Thanks!!! But sadly I might say I'm having a bad time at trying to find a solution to this. Oddly enough, I've tried to use multiple of the available hashing methods, but always kept ending up with the same digits for both of 'em images. Even changing the "bit resolution" didn't worked; What intrigues me the most is the fact that, as you can see from the images uploaded in my prior comment, they are indeed different images. I would love to find a way to show that for the hash methods as well, hahaha. There are any other possibilities in the game? Anyway, thank you very much for the help!

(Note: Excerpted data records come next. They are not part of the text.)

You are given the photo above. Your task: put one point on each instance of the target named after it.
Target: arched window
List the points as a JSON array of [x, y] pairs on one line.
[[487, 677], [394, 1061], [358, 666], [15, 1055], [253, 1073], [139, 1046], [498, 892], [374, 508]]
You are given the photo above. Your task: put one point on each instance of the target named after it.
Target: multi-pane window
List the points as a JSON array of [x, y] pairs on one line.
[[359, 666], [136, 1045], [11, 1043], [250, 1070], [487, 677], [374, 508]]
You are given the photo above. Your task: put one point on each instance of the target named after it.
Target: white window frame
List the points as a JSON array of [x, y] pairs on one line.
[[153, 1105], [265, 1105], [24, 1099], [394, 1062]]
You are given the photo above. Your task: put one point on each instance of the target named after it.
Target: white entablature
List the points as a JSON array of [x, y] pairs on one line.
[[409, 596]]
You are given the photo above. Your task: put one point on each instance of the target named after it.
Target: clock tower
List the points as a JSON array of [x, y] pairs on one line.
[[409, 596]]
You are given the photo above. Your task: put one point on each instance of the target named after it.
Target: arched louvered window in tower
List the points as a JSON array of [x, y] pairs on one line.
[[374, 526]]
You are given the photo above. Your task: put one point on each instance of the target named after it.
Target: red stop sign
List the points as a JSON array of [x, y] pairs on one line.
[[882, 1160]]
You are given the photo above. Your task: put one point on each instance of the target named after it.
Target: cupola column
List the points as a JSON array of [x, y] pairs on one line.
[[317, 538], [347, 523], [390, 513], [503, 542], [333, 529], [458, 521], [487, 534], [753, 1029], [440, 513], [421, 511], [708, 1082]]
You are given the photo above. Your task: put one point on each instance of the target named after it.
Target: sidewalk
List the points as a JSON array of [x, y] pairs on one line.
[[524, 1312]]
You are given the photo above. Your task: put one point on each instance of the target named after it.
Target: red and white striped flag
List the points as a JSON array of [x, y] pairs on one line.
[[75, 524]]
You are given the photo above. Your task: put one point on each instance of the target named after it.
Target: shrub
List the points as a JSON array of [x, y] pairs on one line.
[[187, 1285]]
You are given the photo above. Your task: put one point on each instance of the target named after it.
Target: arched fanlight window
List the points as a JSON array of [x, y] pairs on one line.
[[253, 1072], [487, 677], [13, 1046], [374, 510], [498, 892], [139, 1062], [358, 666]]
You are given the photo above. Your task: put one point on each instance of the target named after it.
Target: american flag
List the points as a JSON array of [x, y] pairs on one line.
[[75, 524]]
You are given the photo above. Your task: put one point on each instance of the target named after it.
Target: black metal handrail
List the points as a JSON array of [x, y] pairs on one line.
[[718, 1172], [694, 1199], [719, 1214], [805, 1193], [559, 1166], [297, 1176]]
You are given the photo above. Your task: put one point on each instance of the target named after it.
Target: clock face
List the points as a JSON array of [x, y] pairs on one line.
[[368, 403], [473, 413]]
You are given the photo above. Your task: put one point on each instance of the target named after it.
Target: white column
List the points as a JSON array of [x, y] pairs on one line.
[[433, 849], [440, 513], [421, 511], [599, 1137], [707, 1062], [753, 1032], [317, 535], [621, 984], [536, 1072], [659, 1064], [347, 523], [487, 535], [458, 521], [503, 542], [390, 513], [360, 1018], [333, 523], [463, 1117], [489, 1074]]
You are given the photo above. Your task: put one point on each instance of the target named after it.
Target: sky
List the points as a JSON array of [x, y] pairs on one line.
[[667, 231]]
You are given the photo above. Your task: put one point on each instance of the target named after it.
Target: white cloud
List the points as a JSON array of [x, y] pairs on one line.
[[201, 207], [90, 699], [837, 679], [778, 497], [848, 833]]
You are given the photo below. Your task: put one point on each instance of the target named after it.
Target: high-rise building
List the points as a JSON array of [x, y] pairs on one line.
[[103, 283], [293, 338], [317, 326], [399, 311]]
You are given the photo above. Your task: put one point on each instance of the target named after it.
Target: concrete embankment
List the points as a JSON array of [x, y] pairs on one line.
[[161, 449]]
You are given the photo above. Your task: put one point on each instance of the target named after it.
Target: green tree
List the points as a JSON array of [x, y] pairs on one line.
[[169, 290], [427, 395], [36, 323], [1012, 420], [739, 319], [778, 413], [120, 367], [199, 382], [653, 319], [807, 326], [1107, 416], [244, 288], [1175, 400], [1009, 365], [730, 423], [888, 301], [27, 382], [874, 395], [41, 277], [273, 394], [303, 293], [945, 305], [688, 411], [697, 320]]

fbarrella commented 5 years ago

I'm also going to leave here the actual piece of code I'm using to test the similarity between the images! Maybe I'm doing something I can't see right now! Would appreciate some insights!

@PostMapping(value = "/v1.0/hashTest")
public ResponseEntity getImageHashTest(@RequestParam(name="file") MultipartFile file,
                                       @RequestParam(name="file2") MultipartFile file2){
    SingleImageMatcher matcher = new SingleImageMatcher();
    Map<String, String> hashMap = new HashMap<>();

    try {
        BufferedImage image = ImageIO.read(file.getInputStream());
        BufferedImage image2 = ImageIO.read(file2.getInputStream());

        matcher.addHashingAlgorithm(new AverageHash(8), 0.4);
        matcher.addHashingAlgorithm(new AverageHash(32), 0.4);
        matcher.addHashingAlgorithm(new AverageHash(64), 0.4);

        matcher.addHashingAlgorithm(new PerceptiveHash(32), 0.4);
        matcher.addHashingAlgorithm(new PerceptiveHash(64), 0.4);

        matcher.addHashingAlgorithm(new MedianHash(32), 0.4);
        matcher.addHashingAlgorithm(new MedianHash(64), 0.4);

        matcher.addHashingAlgorithm(new DifferenceHash(64, DifferenceHash.Precision.Simple), 0.4);
        matcher.addHashingAlgorithm(new DifferenceHash(32, DifferenceHash.Precision.Triple), 0.4);

        if(matcher.checkSimilarity(image, image2))
            hashMap.put("similarity", "yes");
        else
            hashMap.put("similarity", "no");

        return ResponseEntity.ok(hashMap);
    } catch (IOException e) {
        e.printStackTrace();
    }

    return ResponseEntity.noContent().build();
}
KilianB commented 5 years ago

I did some testing and indeed those images will result in the same hash no matter what you try. Upon further investigation the issue arises due to the alpha channel. The black parts of the image are solid black, the white parts simply have an opacity of 0. As far as the program is aware, computing the luminosity values only takes the rgb values into account which are the same for each pixel. Are there any guidelines how transparency should be regarded when calculating Y in the YCbCr color model? I assume that for this trivial case an alpha of 0 can be assumed as white, but this isn't entirely correct for every single use case. For now an ugly work around would be to replace the opaque pixels with a white color until I can figure out how to correctly compute luminosity. (Is there a formula how to handle alpha? Always assume white?)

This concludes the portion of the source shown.